Hilal Maradit Kremers, M.D., lead study investigator and research associate in the Mayo Clinic Department of Health Sciences Research, says the study suggests three major messages for rheumatoid arthritis patients:
- The risk of heart attack is already there at the time a rheumatoid arthritis diagnosis is first made.
- Heart disease can remain silent in those with rheumatoid arthritis. Regular cardiac checkups are important, as is lowering traditional cardiac risk factors, such as taking care of blood pressure and cholesterol and quitting smoking.
- Heart disease in rheumatoid arthritis patients can manifest for the first time as a cardiac sudden death.
The researchers were surprised to find that the increased cardiac events in rheumatoid arthritis patients could not be explained by an increase in traditional heart disease risk factors such as elevated cholesterol, blood pressure and body mass index, diabetes, and alcohol abuse, indicates Dr. Maradit Kremers.
"What we are finding is that though traditional cardiovascular risk factors are important, they are less important for those with rheumatoid arthritis," says Dr. Maradit Kremers. "Something else is going on. It could be that rheumatoid arthritis and heart disease have a common origin. What we do know is that the cause cannot be explained by just one factor. It is multifactorial."
To date, there also is no definitive information for rheumatoid arthritis patients about steps they can take to avoid heart disease, according to the Mayo Clinic researchers. Meanwhile, they indicate that it is critical that rheumatoid arthritis patients recognize their risks for heart disease and that they seek medical care for any cardiac symptoms or complaints.
Dr. Maradit Kremers explains that the silent heart attacks found in the study usually were detected when the rheumatoid arthritis patient saw a physician for some other reason and an electrocardiogram was ordered, revealing a past heart attack. "It's possible that people suffering from rheumatoid arthritis have so much pain in their joints and are receiving so many painkillers that they either don't feel the chest pain in the same way as those without rheumatoid arthritis or don't appreciate its importance," she says.
Previous research has shown rheumatoid arthritis patients have a higher risk of early death than others and that these deaths are mostly due to cardiovascular disease. The Mayo Clinic research team conducted this study to discover exactly why.

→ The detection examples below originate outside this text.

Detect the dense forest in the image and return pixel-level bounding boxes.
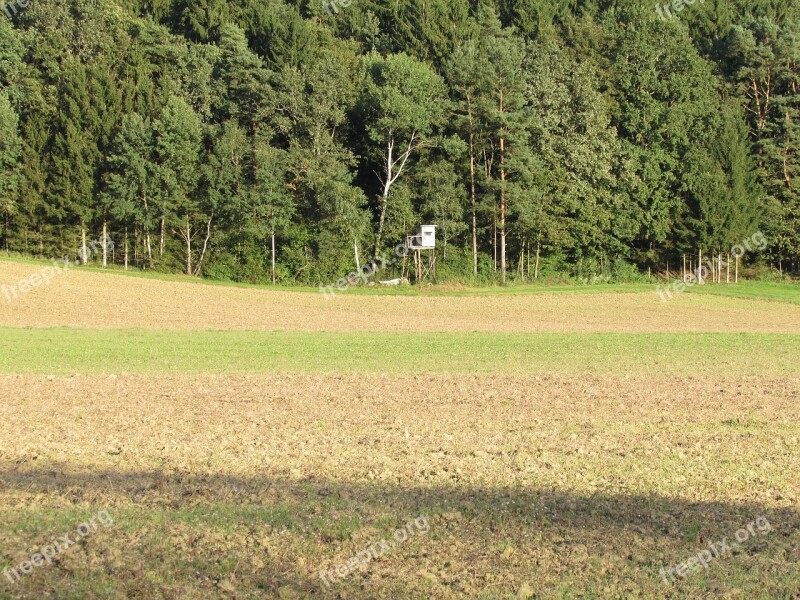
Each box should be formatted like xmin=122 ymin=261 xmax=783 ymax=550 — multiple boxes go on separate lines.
xmin=0 ymin=0 xmax=800 ymax=285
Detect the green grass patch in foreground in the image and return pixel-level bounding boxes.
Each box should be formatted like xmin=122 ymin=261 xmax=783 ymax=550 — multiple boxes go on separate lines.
xmin=0 ymin=328 xmax=800 ymax=377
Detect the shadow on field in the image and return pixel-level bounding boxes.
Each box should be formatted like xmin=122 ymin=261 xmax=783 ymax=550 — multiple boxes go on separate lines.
xmin=0 ymin=463 xmax=800 ymax=597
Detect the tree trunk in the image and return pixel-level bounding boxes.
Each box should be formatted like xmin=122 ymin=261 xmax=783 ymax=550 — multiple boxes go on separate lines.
xmin=186 ymin=215 xmax=192 ymax=277
xmin=194 ymin=210 xmax=214 ymax=277
xmin=468 ymin=108 xmax=478 ymax=277
xmin=81 ymin=226 xmax=89 ymax=265
xmin=158 ymin=212 xmax=167 ymax=258
xmin=697 ymin=250 xmax=703 ymax=285
xmin=102 ymin=221 xmax=108 ymax=269
xmin=500 ymin=92 xmax=506 ymax=285
xmin=492 ymin=213 xmax=497 ymax=273
xmin=272 ymin=231 xmax=275 ymax=285
xmin=142 ymin=194 xmax=153 ymax=267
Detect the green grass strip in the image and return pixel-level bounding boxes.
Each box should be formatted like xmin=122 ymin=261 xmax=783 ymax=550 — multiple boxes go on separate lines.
xmin=0 ymin=328 xmax=800 ymax=377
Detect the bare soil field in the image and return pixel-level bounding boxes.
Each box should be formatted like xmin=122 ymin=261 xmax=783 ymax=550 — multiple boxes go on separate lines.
xmin=0 ymin=262 xmax=800 ymax=599
xmin=0 ymin=262 xmax=800 ymax=333
xmin=0 ymin=375 xmax=800 ymax=598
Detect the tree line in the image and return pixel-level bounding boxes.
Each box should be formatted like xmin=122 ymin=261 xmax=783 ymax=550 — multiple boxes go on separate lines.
xmin=0 ymin=0 xmax=800 ymax=285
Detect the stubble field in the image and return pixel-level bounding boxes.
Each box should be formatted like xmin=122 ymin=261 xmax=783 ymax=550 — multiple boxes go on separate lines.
xmin=0 ymin=262 xmax=800 ymax=598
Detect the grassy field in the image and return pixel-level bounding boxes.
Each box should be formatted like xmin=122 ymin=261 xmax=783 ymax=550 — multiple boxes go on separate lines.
xmin=0 ymin=261 xmax=800 ymax=598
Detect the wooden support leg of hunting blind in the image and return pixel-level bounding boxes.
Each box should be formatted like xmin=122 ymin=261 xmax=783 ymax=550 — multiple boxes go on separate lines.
xmin=725 ymin=254 xmax=731 ymax=284
xmin=697 ymin=250 xmax=703 ymax=285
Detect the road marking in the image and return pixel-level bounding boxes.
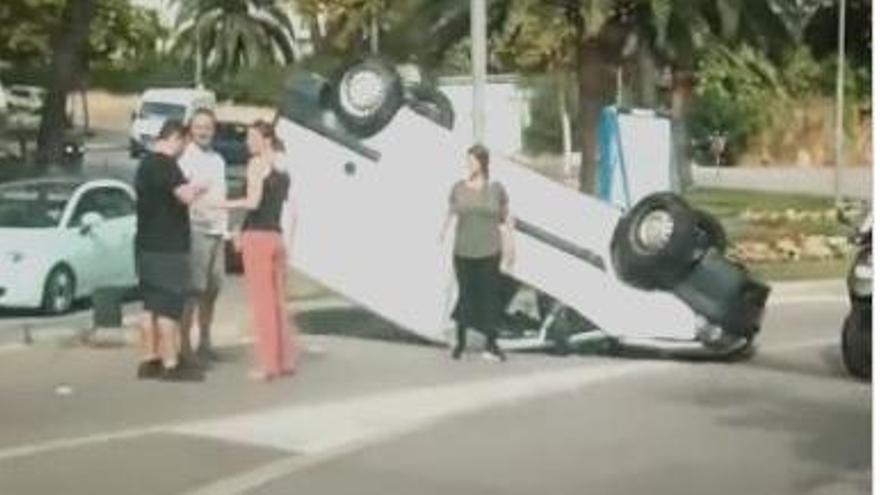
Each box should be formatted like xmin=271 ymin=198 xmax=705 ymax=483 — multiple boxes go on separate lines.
xmin=184 ymin=338 xmax=835 ymax=495
xmin=0 ymin=426 xmax=165 ymax=462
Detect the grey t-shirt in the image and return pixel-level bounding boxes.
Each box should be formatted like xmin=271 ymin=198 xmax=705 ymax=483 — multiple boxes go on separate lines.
xmin=449 ymin=181 xmax=508 ymax=258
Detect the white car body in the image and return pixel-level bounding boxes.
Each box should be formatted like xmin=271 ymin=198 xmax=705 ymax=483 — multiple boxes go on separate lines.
xmin=0 ymin=178 xmax=137 ymax=308
xmin=129 ymin=88 xmax=216 ymax=150
xmin=276 ymin=107 xmax=702 ymax=348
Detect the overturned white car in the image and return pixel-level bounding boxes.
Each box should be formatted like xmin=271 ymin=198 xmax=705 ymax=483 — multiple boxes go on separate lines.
xmin=276 ymin=59 xmax=769 ymax=357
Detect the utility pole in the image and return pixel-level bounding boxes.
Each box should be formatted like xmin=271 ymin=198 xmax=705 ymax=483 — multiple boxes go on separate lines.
xmin=370 ymin=5 xmax=382 ymax=55
xmin=834 ymin=0 xmax=846 ymax=204
xmin=471 ymin=0 xmax=487 ymax=143
xmin=195 ymin=19 xmax=205 ymax=89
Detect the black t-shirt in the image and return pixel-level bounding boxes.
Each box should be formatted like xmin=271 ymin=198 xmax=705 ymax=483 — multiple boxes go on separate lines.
xmin=134 ymin=153 xmax=190 ymax=252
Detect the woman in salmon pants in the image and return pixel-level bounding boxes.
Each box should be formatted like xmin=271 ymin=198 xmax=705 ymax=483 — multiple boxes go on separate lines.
xmin=211 ymin=121 xmax=299 ymax=381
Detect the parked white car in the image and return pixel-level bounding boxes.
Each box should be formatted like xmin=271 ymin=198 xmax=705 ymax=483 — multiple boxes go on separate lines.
xmin=129 ymin=88 xmax=216 ymax=158
xmin=6 ymin=84 xmax=46 ymax=113
xmin=0 ymin=177 xmax=137 ymax=314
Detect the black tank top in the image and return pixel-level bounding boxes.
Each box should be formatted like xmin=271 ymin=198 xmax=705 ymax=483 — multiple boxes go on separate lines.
xmin=242 ymin=169 xmax=290 ymax=232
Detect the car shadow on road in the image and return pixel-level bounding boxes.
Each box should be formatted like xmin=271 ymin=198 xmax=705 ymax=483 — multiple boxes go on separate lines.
xmin=747 ymin=344 xmax=853 ymax=380
xmin=296 ymin=308 xmax=433 ymax=346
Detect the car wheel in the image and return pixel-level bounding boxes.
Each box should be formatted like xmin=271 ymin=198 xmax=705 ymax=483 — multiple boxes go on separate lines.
xmin=331 ymin=58 xmax=403 ymax=137
xmin=42 ymin=265 xmax=76 ymax=315
xmin=611 ymin=193 xmax=701 ymax=290
xmin=223 ymin=241 xmax=244 ymax=275
xmin=840 ymin=312 xmax=871 ymax=380
xmin=407 ymin=85 xmax=455 ymax=130
xmin=694 ymin=210 xmax=727 ymax=253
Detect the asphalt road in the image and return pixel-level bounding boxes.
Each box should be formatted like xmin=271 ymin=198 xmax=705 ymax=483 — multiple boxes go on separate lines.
xmin=0 ymin=292 xmax=871 ymax=495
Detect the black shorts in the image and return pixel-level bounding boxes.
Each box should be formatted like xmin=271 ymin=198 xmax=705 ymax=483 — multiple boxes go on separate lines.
xmin=137 ymin=251 xmax=192 ymax=321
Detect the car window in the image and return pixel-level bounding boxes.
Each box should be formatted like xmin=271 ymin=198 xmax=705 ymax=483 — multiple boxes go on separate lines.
xmin=70 ymin=187 xmax=135 ymax=227
xmin=140 ymin=101 xmax=186 ymax=120
xmin=0 ymin=184 xmax=73 ymax=228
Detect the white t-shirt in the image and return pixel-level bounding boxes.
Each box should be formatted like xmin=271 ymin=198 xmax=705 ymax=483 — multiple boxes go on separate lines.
xmin=178 ymin=143 xmax=229 ymax=236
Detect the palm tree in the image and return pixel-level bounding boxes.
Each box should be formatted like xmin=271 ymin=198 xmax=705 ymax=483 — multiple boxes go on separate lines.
xmin=170 ymin=0 xmax=295 ymax=73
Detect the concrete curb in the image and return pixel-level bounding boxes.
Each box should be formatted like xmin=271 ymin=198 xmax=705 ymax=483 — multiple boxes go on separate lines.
xmin=0 ymin=296 xmax=355 ymax=354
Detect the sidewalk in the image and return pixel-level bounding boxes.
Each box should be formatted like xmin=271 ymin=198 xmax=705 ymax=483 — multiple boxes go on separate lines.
xmin=0 ymin=274 xmax=847 ymax=354
xmin=692 ymin=166 xmax=874 ymax=199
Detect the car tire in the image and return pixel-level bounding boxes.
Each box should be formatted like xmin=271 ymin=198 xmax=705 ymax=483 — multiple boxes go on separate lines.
xmin=611 ymin=193 xmax=701 ymax=290
xmin=41 ymin=265 xmax=76 ymax=315
xmin=840 ymin=311 xmax=872 ymax=380
xmin=330 ymin=58 xmax=403 ymax=138
xmin=694 ymin=210 xmax=727 ymax=253
xmin=407 ymin=84 xmax=455 ymax=130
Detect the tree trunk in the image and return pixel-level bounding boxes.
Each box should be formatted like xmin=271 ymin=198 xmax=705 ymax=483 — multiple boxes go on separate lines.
xmin=636 ymin=43 xmax=659 ymax=109
xmin=37 ymin=0 xmax=95 ymax=169
xmin=577 ymin=38 xmax=616 ymax=194
xmin=556 ymin=72 xmax=574 ymax=179
xmin=671 ymin=68 xmax=694 ymax=190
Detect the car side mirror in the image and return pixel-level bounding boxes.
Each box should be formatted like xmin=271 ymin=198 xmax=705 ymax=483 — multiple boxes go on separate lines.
xmin=79 ymin=211 xmax=104 ymax=235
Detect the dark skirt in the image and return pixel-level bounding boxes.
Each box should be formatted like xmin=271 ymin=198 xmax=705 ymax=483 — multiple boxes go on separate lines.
xmin=135 ymin=251 xmax=192 ymax=321
xmin=452 ymin=255 xmax=504 ymax=332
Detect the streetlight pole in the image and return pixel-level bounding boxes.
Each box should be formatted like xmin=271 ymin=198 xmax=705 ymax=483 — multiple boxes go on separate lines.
xmin=471 ymin=0 xmax=487 ymax=143
xmin=195 ymin=19 xmax=205 ymax=89
xmin=834 ymin=0 xmax=846 ymax=204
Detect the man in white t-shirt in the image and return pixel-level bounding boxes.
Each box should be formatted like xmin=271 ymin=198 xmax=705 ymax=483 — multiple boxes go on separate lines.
xmin=178 ymin=109 xmax=229 ymax=364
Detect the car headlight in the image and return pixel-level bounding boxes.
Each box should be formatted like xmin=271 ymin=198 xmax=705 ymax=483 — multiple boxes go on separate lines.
xmin=850 ymin=253 xmax=874 ymax=297
xmin=3 ymin=251 xmax=24 ymax=263
xmin=340 ymin=70 xmax=385 ymax=116
xmin=636 ymin=210 xmax=675 ymax=251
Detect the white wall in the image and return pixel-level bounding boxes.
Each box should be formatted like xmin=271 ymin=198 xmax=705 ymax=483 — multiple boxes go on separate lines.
xmin=439 ymin=76 xmax=529 ymax=154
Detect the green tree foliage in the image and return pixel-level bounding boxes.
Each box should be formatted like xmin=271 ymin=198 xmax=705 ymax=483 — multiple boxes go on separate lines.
xmin=0 ymin=0 xmax=165 ymax=65
xmin=170 ymin=0 xmax=294 ymax=74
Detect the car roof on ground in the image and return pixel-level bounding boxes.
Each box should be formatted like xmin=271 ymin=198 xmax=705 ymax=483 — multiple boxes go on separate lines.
xmin=0 ymin=174 xmax=126 ymax=189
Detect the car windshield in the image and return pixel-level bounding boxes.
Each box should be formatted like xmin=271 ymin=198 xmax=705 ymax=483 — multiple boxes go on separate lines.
xmin=140 ymin=101 xmax=186 ymax=120
xmin=0 ymin=183 xmax=75 ymax=229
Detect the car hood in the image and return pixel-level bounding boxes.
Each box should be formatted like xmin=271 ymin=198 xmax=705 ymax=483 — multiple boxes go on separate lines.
xmin=0 ymin=227 xmax=64 ymax=256
xmin=132 ymin=117 xmax=165 ymax=137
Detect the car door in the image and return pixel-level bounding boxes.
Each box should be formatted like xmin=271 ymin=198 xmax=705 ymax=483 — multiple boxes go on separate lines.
xmin=68 ymin=186 xmax=134 ymax=295
xmin=98 ymin=186 xmax=136 ymax=286
xmin=66 ymin=188 xmax=115 ymax=296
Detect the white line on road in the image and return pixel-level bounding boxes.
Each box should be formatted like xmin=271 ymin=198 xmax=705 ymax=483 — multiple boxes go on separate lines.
xmin=767 ymin=294 xmax=849 ymax=306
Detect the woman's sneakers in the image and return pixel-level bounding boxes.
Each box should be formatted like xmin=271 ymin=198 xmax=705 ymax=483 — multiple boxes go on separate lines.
xmin=159 ymin=364 xmax=205 ymax=382
xmin=138 ymin=358 xmax=162 ymax=380
xmin=451 ymin=345 xmax=464 ymax=361
xmin=137 ymin=359 xmax=205 ymax=382
xmin=483 ymin=344 xmax=507 ymax=363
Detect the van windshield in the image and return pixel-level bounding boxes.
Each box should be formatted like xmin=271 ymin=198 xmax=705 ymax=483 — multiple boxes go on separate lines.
xmin=140 ymin=101 xmax=186 ymax=120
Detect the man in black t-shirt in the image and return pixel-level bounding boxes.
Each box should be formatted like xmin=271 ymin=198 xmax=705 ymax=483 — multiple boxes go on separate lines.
xmin=135 ymin=120 xmax=204 ymax=381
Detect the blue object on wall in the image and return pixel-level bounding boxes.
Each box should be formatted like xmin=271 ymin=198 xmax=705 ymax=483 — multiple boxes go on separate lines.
xmin=596 ymin=106 xmax=632 ymax=208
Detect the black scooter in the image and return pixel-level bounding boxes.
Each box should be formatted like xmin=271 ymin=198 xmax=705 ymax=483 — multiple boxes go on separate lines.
xmin=838 ymin=208 xmax=874 ymax=380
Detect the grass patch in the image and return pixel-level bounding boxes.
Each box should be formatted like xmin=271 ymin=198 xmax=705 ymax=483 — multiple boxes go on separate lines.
xmin=685 ymin=188 xmax=850 ymax=280
xmin=749 ymin=258 xmax=849 ymax=281
xmin=685 ymin=188 xmax=834 ymax=219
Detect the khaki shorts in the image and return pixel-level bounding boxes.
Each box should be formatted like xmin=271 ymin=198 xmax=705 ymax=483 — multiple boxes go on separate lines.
xmin=190 ymin=231 xmax=226 ymax=293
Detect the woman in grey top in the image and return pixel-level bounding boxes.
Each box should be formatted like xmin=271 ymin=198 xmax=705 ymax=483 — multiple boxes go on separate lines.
xmin=441 ymin=145 xmax=514 ymax=361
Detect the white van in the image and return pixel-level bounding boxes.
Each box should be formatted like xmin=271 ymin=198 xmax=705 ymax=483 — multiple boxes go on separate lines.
xmin=129 ymin=88 xmax=217 ymax=158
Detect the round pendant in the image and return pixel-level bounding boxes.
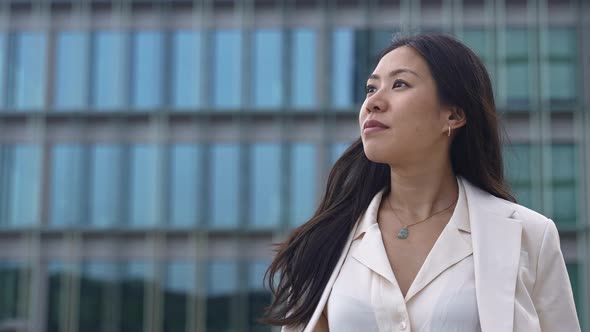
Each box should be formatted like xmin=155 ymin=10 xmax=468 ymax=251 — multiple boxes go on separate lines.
xmin=397 ymin=228 xmax=410 ymax=240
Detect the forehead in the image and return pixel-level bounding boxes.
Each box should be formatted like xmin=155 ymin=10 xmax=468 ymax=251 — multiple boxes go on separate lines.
xmin=373 ymin=46 xmax=431 ymax=78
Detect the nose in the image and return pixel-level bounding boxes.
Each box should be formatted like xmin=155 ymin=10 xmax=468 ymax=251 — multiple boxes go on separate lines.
xmin=366 ymin=94 xmax=387 ymax=113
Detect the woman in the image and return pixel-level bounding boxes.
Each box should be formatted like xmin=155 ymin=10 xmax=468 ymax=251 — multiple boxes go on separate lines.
xmin=263 ymin=34 xmax=580 ymax=332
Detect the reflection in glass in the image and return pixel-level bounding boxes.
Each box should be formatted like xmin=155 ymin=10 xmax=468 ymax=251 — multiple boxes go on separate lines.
xmin=172 ymin=30 xmax=202 ymax=109
xmin=291 ymin=28 xmax=317 ymax=108
xmin=330 ymin=28 xmax=355 ymax=108
xmin=551 ymin=144 xmax=578 ymax=225
xmin=290 ymin=143 xmax=317 ymax=225
xmin=54 ymin=31 xmax=88 ymax=110
xmin=129 ymin=145 xmax=159 ymax=227
xmin=0 ymin=145 xmax=40 ymax=226
xmin=119 ymin=262 xmax=153 ymax=332
xmin=8 ymin=32 xmax=47 ymax=110
xmin=89 ymin=145 xmax=122 ymax=227
xmin=209 ymin=144 xmax=240 ymax=228
xmin=163 ymin=262 xmax=196 ymax=332
xmin=78 ymin=262 xmax=119 ymax=332
xmin=132 ymin=31 xmax=164 ymax=109
xmin=47 ymin=261 xmax=73 ymax=331
xmin=254 ymin=30 xmax=283 ymax=108
xmin=169 ymin=144 xmax=203 ymax=227
xmin=250 ymin=143 xmax=281 ymax=227
xmin=212 ymin=30 xmax=242 ymax=109
xmin=207 ymin=261 xmax=238 ymax=332
xmin=0 ymin=32 xmax=8 ymax=107
xmin=0 ymin=261 xmax=28 ymax=325
xmin=50 ymin=144 xmax=83 ymax=226
xmin=92 ymin=31 xmax=127 ymax=110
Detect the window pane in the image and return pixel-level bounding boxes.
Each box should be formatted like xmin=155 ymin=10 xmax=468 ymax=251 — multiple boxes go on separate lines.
xmin=119 ymin=262 xmax=153 ymax=332
xmin=207 ymin=262 xmax=238 ymax=332
xmin=330 ymin=28 xmax=355 ymax=108
xmin=172 ymin=31 xmax=202 ymax=108
xmin=47 ymin=261 xmax=72 ymax=331
xmin=78 ymin=262 xmax=119 ymax=332
xmin=291 ymin=29 xmax=317 ymax=108
xmin=543 ymin=61 xmax=577 ymax=102
xmin=129 ymin=145 xmax=159 ymax=227
xmin=248 ymin=262 xmax=271 ymax=332
xmin=0 ymin=32 xmax=8 ymax=107
xmin=0 ymin=261 xmax=29 ymax=322
xmin=8 ymin=32 xmax=47 ymax=110
xmin=133 ymin=31 xmax=163 ymax=108
xmin=250 ymin=144 xmax=281 ymax=227
xmin=213 ymin=30 xmax=242 ymax=109
xmin=547 ymin=27 xmax=577 ymax=58
xmin=170 ymin=144 xmax=203 ymax=227
xmin=54 ymin=31 xmax=88 ymax=110
xmin=50 ymin=145 xmax=83 ymax=226
xmin=0 ymin=145 xmax=40 ymax=226
xmin=163 ymin=262 xmax=196 ymax=332
xmin=254 ymin=30 xmax=283 ymax=108
xmin=90 ymin=145 xmax=123 ymax=227
xmin=209 ymin=144 xmax=240 ymax=228
xmin=92 ymin=31 xmax=127 ymax=110
xmin=290 ymin=143 xmax=317 ymax=225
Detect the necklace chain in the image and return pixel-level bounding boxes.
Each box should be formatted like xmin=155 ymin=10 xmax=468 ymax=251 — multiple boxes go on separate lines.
xmin=387 ymin=197 xmax=459 ymax=230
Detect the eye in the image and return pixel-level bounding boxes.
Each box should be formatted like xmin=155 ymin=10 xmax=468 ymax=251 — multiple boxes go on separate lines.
xmin=365 ymin=84 xmax=377 ymax=94
xmin=392 ymin=80 xmax=409 ymax=89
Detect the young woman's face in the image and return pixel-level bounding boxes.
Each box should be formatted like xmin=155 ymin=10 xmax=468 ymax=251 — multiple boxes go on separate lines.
xmin=359 ymin=46 xmax=450 ymax=165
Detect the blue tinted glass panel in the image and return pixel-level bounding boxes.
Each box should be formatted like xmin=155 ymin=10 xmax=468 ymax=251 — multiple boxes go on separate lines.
xmin=78 ymin=262 xmax=118 ymax=332
xmin=543 ymin=61 xmax=577 ymax=101
xmin=547 ymin=27 xmax=577 ymax=58
xmin=0 ymin=145 xmax=41 ymax=226
xmin=8 ymin=32 xmax=47 ymax=110
xmin=163 ymin=262 xmax=196 ymax=331
xmin=170 ymin=144 xmax=203 ymax=227
xmin=330 ymin=28 xmax=355 ymax=108
xmin=212 ymin=30 xmax=242 ymax=109
xmin=50 ymin=145 xmax=83 ymax=226
xmin=250 ymin=144 xmax=281 ymax=227
xmin=291 ymin=29 xmax=317 ymax=108
xmin=248 ymin=262 xmax=271 ymax=332
xmin=209 ymin=144 xmax=240 ymax=228
xmin=0 ymin=32 xmax=8 ymax=107
xmin=0 ymin=261 xmax=29 ymax=321
xmin=254 ymin=30 xmax=283 ymax=109
xmin=133 ymin=31 xmax=164 ymax=109
xmin=89 ymin=145 xmax=123 ymax=227
xmin=207 ymin=262 xmax=238 ymax=331
xmin=506 ymin=62 xmax=529 ymax=103
xmin=92 ymin=31 xmax=127 ymax=110
xmin=46 ymin=261 xmax=72 ymax=331
xmin=289 ymin=143 xmax=317 ymax=225
xmin=506 ymin=28 xmax=529 ymax=58
xmin=119 ymin=262 xmax=154 ymax=332
xmin=54 ymin=31 xmax=88 ymax=110
xmin=129 ymin=145 xmax=159 ymax=227
xmin=172 ymin=31 xmax=202 ymax=109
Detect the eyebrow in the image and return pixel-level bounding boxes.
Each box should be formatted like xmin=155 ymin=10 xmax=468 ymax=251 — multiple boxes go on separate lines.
xmin=368 ymin=68 xmax=420 ymax=80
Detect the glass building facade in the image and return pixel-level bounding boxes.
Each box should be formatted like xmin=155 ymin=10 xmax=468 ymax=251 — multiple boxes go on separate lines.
xmin=0 ymin=0 xmax=590 ymax=332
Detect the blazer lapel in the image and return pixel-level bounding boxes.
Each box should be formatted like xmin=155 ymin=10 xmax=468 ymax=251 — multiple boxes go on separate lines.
xmin=461 ymin=178 xmax=522 ymax=332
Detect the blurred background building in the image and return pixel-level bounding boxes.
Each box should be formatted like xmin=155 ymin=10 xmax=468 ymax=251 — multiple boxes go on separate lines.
xmin=0 ymin=0 xmax=590 ymax=332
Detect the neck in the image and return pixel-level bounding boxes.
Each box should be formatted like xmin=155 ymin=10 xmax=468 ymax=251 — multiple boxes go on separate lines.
xmin=386 ymin=161 xmax=459 ymax=219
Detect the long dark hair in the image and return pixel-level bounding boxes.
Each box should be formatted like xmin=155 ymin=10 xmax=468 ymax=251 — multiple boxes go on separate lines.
xmin=261 ymin=33 xmax=516 ymax=326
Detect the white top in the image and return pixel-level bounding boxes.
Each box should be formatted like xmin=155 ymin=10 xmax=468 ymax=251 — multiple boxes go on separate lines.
xmin=324 ymin=181 xmax=481 ymax=332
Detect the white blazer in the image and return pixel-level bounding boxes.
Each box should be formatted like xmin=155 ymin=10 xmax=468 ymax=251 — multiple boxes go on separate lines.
xmin=282 ymin=177 xmax=580 ymax=332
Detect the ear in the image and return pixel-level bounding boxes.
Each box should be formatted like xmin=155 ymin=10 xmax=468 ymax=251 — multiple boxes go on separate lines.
xmin=443 ymin=106 xmax=467 ymax=132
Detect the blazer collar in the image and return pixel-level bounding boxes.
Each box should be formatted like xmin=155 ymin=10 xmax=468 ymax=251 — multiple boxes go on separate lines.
xmin=460 ymin=178 xmax=522 ymax=332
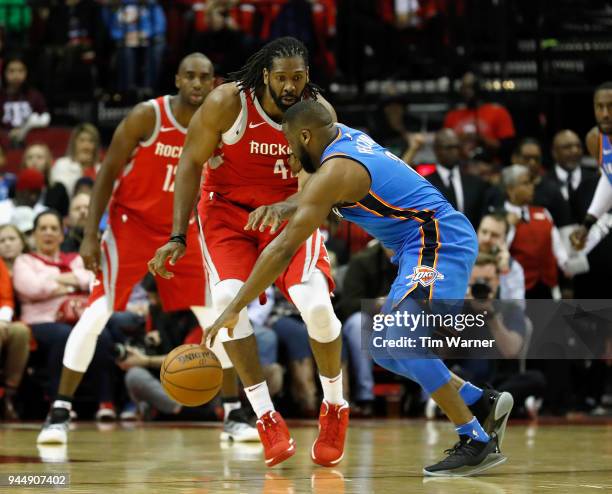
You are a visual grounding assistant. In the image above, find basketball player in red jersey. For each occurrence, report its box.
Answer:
[38,53,258,443]
[149,38,348,466]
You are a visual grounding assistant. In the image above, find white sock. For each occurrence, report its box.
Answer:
[319,371,344,405]
[244,381,274,419]
[51,400,72,411]
[223,400,241,420]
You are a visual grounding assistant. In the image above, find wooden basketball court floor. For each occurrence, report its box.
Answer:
[0,420,612,494]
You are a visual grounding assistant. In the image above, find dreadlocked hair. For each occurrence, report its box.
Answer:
[227,36,321,98]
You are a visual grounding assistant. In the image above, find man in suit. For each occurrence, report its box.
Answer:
[548,129,597,223]
[426,129,489,228]
[512,137,572,228]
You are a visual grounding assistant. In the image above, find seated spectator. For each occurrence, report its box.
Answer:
[102,0,166,93]
[425,129,489,228]
[450,254,546,416]
[478,213,525,301]
[51,123,100,197]
[21,144,69,216]
[272,316,318,417]
[61,193,91,252]
[0,223,30,275]
[512,137,572,228]
[0,146,17,201]
[502,165,568,299]
[0,57,51,146]
[13,210,115,419]
[444,71,515,161]
[0,255,30,420]
[336,242,397,416]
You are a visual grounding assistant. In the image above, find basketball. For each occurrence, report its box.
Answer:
[159,344,223,407]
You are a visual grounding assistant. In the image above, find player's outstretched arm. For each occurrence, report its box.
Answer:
[80,103,155,273]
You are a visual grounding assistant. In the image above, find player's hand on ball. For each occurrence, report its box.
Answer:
[570,225,588,250]
[147,242,185,280]
[244,203,287,233]
[79,235,100,273]
[202,307,240,348]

"We suspect that the systemic inflammation that characterizes rheumatoid arthritis also promotes cardiovascular disease and cardiovascular death," says Sherine Gabriel, M.D., the study's senior author and Mayo Clinic rheumatologist, epidemiologist and chair of the Department of Health Sciences Research. "And the goal of our research is to disentangle the complex relationships between these two diseases."
For this study, Mayo Clinic researchers studied a group of 603 Rochester residents diagnosed with rheumatoid arthritis between Jan. 1, 1955 and Jan. 1, 1995 and compared them with 603 Rochester residents of the same ages and gender without rheumatoid arthritis. Both the patients and the comparison subjects were followed up for a median of 26 years before rheumatoid arthritis diagnosis and 15 years after diagnosis. The researchers collected detailed information about all study subjects' cardiac events and their traditional cardiovascular risk factors: diabetes, blood pressure, cholesterol, body mass index and smoking.